Having worked with neuropsychologist Paul Broks in his study of temporal lobe epilepsy (TLE), Andrew Carnie similarly extends the idea of identity to include the somatic realm. His installation, Seized: Out of this World, is an immersive piece that subtly portrays the shifting sense of body and space experienced by patients during their fits. The possessive use of ‘their’ is critical here, because Carnie wishes to examine the deeply individual nature of such occurrences. For while the fits are disruptive and often highly distressing, some people with TLE have been known to refuse methods of available treatment because they have become such an inherent part of their identity. The fits themselves apparently create a liminal space in which another, sometimes highly creative subject, emerges.
Set alongside fascinating medical imagery, such emotive insights and metaphor [s?] make for an engrossing exhibition.
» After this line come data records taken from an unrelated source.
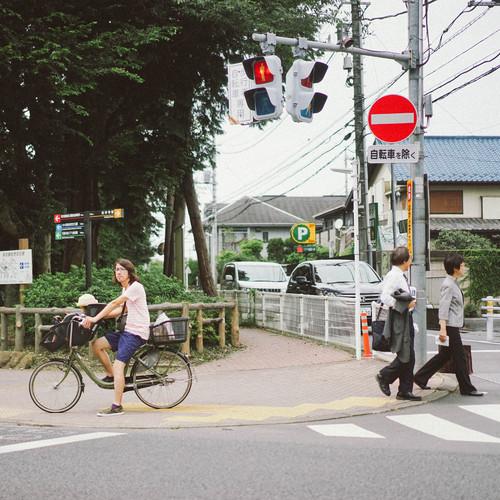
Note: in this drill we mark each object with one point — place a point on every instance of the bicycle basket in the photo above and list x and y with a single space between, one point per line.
67 332
171 331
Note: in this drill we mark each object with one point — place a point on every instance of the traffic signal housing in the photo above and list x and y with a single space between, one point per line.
301 100
265 97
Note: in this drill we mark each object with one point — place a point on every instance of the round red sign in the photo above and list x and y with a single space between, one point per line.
392 118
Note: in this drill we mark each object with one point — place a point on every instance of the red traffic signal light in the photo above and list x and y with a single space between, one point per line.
265 96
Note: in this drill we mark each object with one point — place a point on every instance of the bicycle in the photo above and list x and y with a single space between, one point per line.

While it is neither as overtly informative as the Wellcome Collection’s current Brains exhibition, nor as wry in its delivery as David Shrigley’s work at the Hayward Gallery, BETWEEN: Embodiment and Identity instead chooses to direct its attention keenly towards us: the subject. In doing so it demands an acute level of introspection that is found in exhibitions perhaps less frequently than it should be, and as such should be welcomed all the more.
BETWEEN: Embodiment and Identity
Dates: Until 30 June 2012
A cross-disciplinary workshop in June aims to open up discourse between the artists, scientists and the general public.